In der Theorie ist das ordentliche Verfahren ganz einfach: Die Kommission erarbeitet einen Vorschlag für den Gesetzestext und legt ihn dem Parlament vor. Das bespricht den Text im zuständigen Ausschuss und bestimmt dort einen Berichterstatter, der für das Verfahren zuständig ist. Damit alle Fraktionen in den Prozess eingebunden sind, ernennen sie im Ausschuss eigene Schattenberichterstatter. Dann kommt der Vorschlag in erster Lesung ins Plenum und das Parlament hat zwei Optionen: Entweder stimmt es mit einfacher Mehrheit der abgegebenen Stimmen zu oder es verabschiedet einen eigenen Standpunkt, also einen Vorschlag mit Änderungen, den der Ausschuss erarbeitet hat. Dieser Vorschlag landet in erster Lesung im Rat (bei den zuständigen Ministern). Wenn die mit qualifizierter Mehrheit zustimmen, ist der Rechtsakt erlassen. So die Theorie.

Bevor die Frage geklärt werden soll, warum das in der Realität so nie passiert, ist das Konzept der qualifizierten Mehrheit erklärungsbedürftig. Anders als zum Beispiel die deutschen Länder im Bundesrat hat jeder Mitgliedsstaat im Rat der EU nur eine Stimme. Die qualifizierte Mehrheit soll sicherstellen, dass dennoch alle Bürger der EU ausreichend repräsentiert sind. Für einen Rechtsakt müssen einerseits mindestens 55 Prozent der Staaten zustimmen (15 von 27). Außerdem müssen so viele Länder dafür sein, dass mindestens 65 Prozent der Bevölkerung repräsentiert sind (Deutschland allein vertritt über 18 Prozent, Frankreich über 15).

Zurück zum Rechtsetzungsverfahren, wie es in den Verträgen gefordert wird: In der Realität winkt das Parlament keinen Vorschlag der Kommission ohne eigenen Standpunkt durch und auch der Ministerrat beschließt keinen Rechtsakt ohne eigenen Standpunkt. Dafür hängen an jedem Vorschlag zu viele Interessen – europäische, nationale, regionale, parteipolitische, …

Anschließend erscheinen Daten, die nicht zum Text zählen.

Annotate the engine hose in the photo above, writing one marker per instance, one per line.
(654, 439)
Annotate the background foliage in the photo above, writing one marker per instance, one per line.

Auch der Rat kann einen eigenen Standpunkt erarbeiten. In diesem Fall sieht das Verfahren vor, dass auch die Kommission ihren Standpunkt noch einmal darlegt und die Vorschläge dem Parlament in zweiter Lesung vorlegt. Das könnte das gesamte Verfahren durch Abstimmung über den Vorschlag des Rats mit absoluter Mehrheit scheitern lassen. Es kann den Vorschlag des Rates aber auch annehmen, dann wäre der Rechtsakt erlassen. Wahrscheinlicher ist, dass das Parlament seinerseits wieder Änderungen vorschlägt und den Ball an den Rat zurückspielt. Der kann dem neuen Vorschlag innerhalb von drei Monaten zustimmen (Rechtsakt wäre erlassen), ihn ablehnen oder sich einfach nicht damit befassen. In dem Fall würde gemäß der Verträge ein Vermittlungsausschuss zusammenkommen, der aus Parlament, Rat und Kommission besetzt ist und wegen der Besetzung aus drei Organen auch "formeller Trilog" genannt wird. Alles in diesem Verfahren ist streng mit Fristen und vorgesehenen Kommunikationswegen geregelt.